Study: Kids' virtual worlds poised for growth spurt
By 2011, more than half of the population of kids online will be residents of a simulated world of animals and avatars.
About 8.2 million kids in the United States, or roughly a quarter of the population of 3-year-old to 17-year-olds online, will log onto a virtual world this month, according to a new report from research firm eMarketer. That number is up from 5.3 million kids last year, or 16 percent of the total population.
The numbers only go up from there. In 2008, researchers predict that 12 million kids will visit virtual worlds at least once a month, and by 2011, more than half of the audience of kids online will be residents of a simulated environment of animals and avatars, according to the company's report, "Kids and Teens Online: Virtual Worlds Open New Universe."

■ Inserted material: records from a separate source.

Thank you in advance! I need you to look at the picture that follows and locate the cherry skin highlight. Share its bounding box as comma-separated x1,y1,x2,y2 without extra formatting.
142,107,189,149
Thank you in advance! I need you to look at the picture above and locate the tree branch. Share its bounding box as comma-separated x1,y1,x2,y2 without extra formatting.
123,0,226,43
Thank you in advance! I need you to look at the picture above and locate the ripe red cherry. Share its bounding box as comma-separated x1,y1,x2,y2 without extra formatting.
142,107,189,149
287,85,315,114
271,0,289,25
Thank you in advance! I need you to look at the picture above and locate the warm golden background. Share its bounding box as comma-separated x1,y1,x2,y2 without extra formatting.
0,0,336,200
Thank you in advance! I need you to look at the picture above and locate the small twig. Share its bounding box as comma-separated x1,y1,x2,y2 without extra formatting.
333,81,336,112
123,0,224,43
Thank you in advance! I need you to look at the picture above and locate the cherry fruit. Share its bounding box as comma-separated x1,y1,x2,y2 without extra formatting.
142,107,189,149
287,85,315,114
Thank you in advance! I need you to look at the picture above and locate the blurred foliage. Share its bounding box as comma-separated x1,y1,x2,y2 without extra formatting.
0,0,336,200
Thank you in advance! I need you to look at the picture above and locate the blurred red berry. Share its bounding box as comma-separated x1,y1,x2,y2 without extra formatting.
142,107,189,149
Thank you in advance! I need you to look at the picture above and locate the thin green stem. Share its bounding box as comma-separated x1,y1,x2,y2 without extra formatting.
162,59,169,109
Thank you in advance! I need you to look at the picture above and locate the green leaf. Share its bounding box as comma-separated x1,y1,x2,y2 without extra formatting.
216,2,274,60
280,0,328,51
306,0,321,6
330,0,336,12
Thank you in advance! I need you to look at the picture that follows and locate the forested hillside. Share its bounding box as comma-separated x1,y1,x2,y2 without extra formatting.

The findings aren't that surprising, given the rapid growth of virtual worlds such as Club Penquin and Webkinz, which encourage tweens to socialize, play games and dress up avatars. For example, Webkinz, a virtual world tied to plush toys sold in stores, attracted 4.1 million visitors in May, up more than 1,300 percent from the same period a year ago, according to research firm Nielsen NetRatings.
Kids are drawn to these digital societies as a way to explore and indulge their curiosity, tap into creativity and express themselves, according to eMarketer's report. eMarketer said that kids' engagement in these worlds could make for a good marketing opportunity, considering all of the detailed information they can collect about kids' habits. (Disney no doubt had that in mind when it bought Club Penguin for about $350 million earlier this year.)
Debra Aho Williamson, senior analyst and author of the report, said that the downside is that it's hard to understand the value of a marketing campaign inside a virtual world. "What value is there in a person's avatar drinking a Pepsi? Or wearing a shirt bought from a virtual store? What if a person?s virtual activities have no bearing on their real-world activities?" she wrote.